Stock up on those items. You don’t have to be an extreme shopper, but if you
can, why not? Non- perishables like beans and brown rice, and items you can
freeze, buy in bulk.
Dollar
store
There
are some dollar stores that sell everything from shampoo to food items. Canned
veggies like tomatoes, rice, pasta, cereal, all kinds of things that you need,
they have for a dollar. These items are also good to stock up on. I usually
make a monthly trip to mine and stock up on the things I’m low on. Remember, if
you can save on things like shampoo, shower gels, medicines, cleaning products,
and such, you will have more money for healthy shopping.
Marked
down stuff
When I
go into some stores, they have items marked down that are not bad yet, but they
need to be bought soon. These items can most often go into the freezer. My
grocery stores will mark down meats that are still good. They need to either be
eaten or frozen soon. Also, the produce department usually marks items down.
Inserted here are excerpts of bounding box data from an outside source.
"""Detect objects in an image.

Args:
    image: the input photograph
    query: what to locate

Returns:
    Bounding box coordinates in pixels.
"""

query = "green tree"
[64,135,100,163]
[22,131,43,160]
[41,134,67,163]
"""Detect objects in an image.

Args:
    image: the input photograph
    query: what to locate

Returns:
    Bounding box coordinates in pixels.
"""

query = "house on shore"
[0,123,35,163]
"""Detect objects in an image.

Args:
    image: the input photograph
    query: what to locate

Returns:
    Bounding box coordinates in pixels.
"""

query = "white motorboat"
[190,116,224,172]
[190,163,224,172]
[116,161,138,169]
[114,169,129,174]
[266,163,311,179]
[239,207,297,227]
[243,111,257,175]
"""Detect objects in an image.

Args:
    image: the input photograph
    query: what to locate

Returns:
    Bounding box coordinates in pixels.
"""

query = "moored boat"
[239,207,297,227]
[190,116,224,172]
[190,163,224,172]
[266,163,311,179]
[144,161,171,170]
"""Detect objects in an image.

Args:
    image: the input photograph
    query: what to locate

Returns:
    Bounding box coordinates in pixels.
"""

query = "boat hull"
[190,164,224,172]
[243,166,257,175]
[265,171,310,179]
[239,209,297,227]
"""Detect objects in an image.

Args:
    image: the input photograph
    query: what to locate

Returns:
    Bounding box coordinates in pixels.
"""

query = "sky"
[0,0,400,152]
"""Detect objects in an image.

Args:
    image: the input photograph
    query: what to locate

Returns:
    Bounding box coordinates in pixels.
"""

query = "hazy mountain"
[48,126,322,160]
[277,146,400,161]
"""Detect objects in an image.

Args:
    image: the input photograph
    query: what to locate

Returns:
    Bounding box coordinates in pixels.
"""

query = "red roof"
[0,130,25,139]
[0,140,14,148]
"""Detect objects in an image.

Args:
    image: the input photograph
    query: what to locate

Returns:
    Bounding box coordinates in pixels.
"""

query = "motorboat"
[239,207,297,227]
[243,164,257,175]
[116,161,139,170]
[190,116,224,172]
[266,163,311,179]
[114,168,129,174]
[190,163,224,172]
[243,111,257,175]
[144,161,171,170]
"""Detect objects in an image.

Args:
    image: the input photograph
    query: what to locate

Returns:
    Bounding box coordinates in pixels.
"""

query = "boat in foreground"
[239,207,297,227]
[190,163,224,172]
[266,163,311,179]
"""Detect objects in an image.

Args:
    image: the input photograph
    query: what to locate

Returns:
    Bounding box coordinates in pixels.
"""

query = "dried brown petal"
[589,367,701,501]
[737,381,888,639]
You don’t have to use them all right away. Most can be diced up and frozen.
Coupons
There
are coupons for healthy foods, too. They aren't as easy to find but they are
out there. Many stores have their own coupons for these items. When you find
them, try to match them with a sale for that item, and get the best bargain you
can. If you can get coupons on things like rice, beans, canned goods, then that
helps save so you can buy your other food.
Don’t
Waste
Wasting
food is just a waste of money. We all do it. The commercial where the lady
says, “Don’t bother to wrap it. I will just throw it out anyway,” came from a
real place. We have all been there. Try not to waste food. Make sure to take a
quick inventory of all your items every day or every other day. Figure out what
foods like veggies need to be eaten first and do that. Make something good out
of them. For instance, I usually go through my refrigerator every other day and
find out what I need to use up. I can take all of the available items and make
soups, stews, casseroles, or things like that out of them. Then I can either
have that for dinner that night, or put these items in containers and freeze
them for another night
Make
your own breads
It
might seem like a daunting task to bake your own bread but it really doesn't
take up much of your time at all. When you bake your own breads, you have the
chance to put in things like whole grains and brand flours to make them healthy
and tasty. Most of the time spent on baking breads is in waiting for the
rising. During this time you can be doing other things. You will only spend a
few actual minutes on kneading. It is a great way to get the best bread for the
cheapest price. The items you need are usually very inexpensive, and most
people have them in their cupboard all the time anyway
Conclusion
Even
though eating healthy can sometimes be very expensive, there are ways of
getting around that. Make sure to take any deal you can. Use coupons. Make out
your menu and shopping list based on what stores have on sale. Don’t waste
food. These are all ways that you can save money and still eat healthy.